Sleep: Your Relationship Fix?

Do you bicker with your mate? Does it seem like you’re always snipping at one another?

Maybe one or both of you need more sleep.

A recent study from Ohio State University shows that sleep deprivation can affect the quality of relationships. Participants were brought into the lab to resolve a marital conflict. They were prompted to cover a disagreement personally provided in a survey. An interviewer made them discuss these hot-button issues and come to a resolution in 20 to 30 minutes.

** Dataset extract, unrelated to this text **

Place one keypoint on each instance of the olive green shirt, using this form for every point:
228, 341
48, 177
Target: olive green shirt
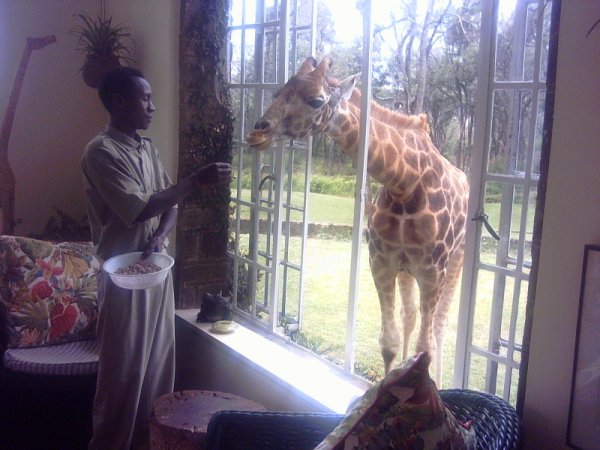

Researchers coded how nasty the couples were to each other. When both members of the couple slept less than seven hours, they were meaner to each other than if one or both of them got at least seven hours rest. Relationship conflict is harder on the body when the partners aren’t well-rested. These couples didn’t have regular sleep issues.

Those who didn’t get a regular amount of sleep over a few nights didn’t have increased inflammation but did have increased inflammatory responses. In fact, your difficulty sleeping can affect your partner’s health and well-being over time.

If one partner has chronic sleep problems, the other partner may have more inflammation.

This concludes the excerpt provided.